A few years I was interviewed for an article titled, “Learn to thrive within your New Normal,” for Bp (Bipolar) magazine. In the article I discussed the importance of setting goals. Living with bipolar disorder is challenging – to be honest, downright hard at times. When I am in a depressive episode I am highly unmotivated. I do not want to do jack. I want to sleep, to be left alone, and to not be bothered. But that isn’t the way the world works, dear reader. The world doesn’t stop for me to sleep days away. People who count on me need to be able to count on me. Most of us don’t have the luxury of shutting down.
In the article I am quoted as saying, “A good way to set new goals is to look back at the ones we have already met. A lot of times they’ll be things that, six months before, you didn’t think you could do.” It’s true. If you would have told me at the time of my diagnosis that I would go on to write a beautiful memoir, I would have shoved you (because laughing was too hard). But these things happened in time and because they happened I know that I am capable of doing other things in my life.
Now, I am a home owner. I have lived without my emotional support animal, Hope, for a few weeks. I did not disappear, like I thought I would. She was my baby. But being a pet parent to my other dog was just as important as it was for Hope. So I get up in the morning when she wakes me up every day. If I am lucky there are kisses. I feed her. I let her out. We play with toys bought from her Uncle James. She is smart and funny and this is what I believer it is Bailey that is keeping me afloat.
It isn’t always big goals like writing books and maintaining healthy relationships that you have to focus on, sometimes it is simply taking a shower. You build on these things, one shower turns into another the next day then another the day after that and pretty soon you don’t have to work so hard at it, you just do it as a natural part of your day.

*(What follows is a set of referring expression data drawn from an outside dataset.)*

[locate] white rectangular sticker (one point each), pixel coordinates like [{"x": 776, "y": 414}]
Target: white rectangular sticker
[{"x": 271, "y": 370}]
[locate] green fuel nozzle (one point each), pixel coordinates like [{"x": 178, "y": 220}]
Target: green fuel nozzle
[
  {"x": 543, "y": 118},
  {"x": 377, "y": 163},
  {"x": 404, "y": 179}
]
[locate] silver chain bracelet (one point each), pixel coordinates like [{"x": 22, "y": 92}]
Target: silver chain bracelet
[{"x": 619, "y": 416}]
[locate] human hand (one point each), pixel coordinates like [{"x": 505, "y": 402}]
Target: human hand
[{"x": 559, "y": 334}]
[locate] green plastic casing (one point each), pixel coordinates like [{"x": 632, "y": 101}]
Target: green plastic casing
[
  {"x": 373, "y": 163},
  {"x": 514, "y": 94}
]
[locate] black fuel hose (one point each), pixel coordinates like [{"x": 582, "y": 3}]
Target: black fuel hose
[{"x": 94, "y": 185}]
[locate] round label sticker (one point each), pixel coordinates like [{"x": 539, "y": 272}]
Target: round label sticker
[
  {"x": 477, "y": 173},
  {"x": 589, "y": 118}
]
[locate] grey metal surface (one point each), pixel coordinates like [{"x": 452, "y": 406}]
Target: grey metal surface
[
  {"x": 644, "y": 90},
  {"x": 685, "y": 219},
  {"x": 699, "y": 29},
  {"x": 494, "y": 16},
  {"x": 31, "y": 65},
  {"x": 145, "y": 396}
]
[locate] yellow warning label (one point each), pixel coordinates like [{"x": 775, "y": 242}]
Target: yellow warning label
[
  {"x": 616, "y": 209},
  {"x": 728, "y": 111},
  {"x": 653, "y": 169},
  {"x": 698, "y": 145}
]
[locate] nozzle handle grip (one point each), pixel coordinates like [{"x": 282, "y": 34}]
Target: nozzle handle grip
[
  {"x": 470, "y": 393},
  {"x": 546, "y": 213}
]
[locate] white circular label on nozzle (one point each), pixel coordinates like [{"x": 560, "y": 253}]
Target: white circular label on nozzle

For those of us with anxiety problems, a small goal may be to simply leave the house. As I’ve said before, the Starbucks drive-thru with the dogs in the back seat is sometimes all I can muster, but I don’t berate myself for that. I celebrate that small victory. Today it may only be a drive-thru, but maybe in a couple of days I can go inside Panera for a bagel. And who knows, maybe next month – the mall! My point is that when I am feeling anxious and afraid to leave the house, I take a baby step. When I take that step and find out that everything went well it gives me confidence to build on.
I am a big advocate of self-love. Be gentle with yourself. If you are suffering with depression set small goals – then meet them and if you can’t, try again tomorrow. My therapist told me to celebrate everything I do. She asks if I have been writing. If I tell her not much . she says that a little bit is better than not at all. When I can make it to the back of a bog box store – that is a win. Sometimes I can’t do it and that is okay. It’s about what works for you. You are in competition with no one.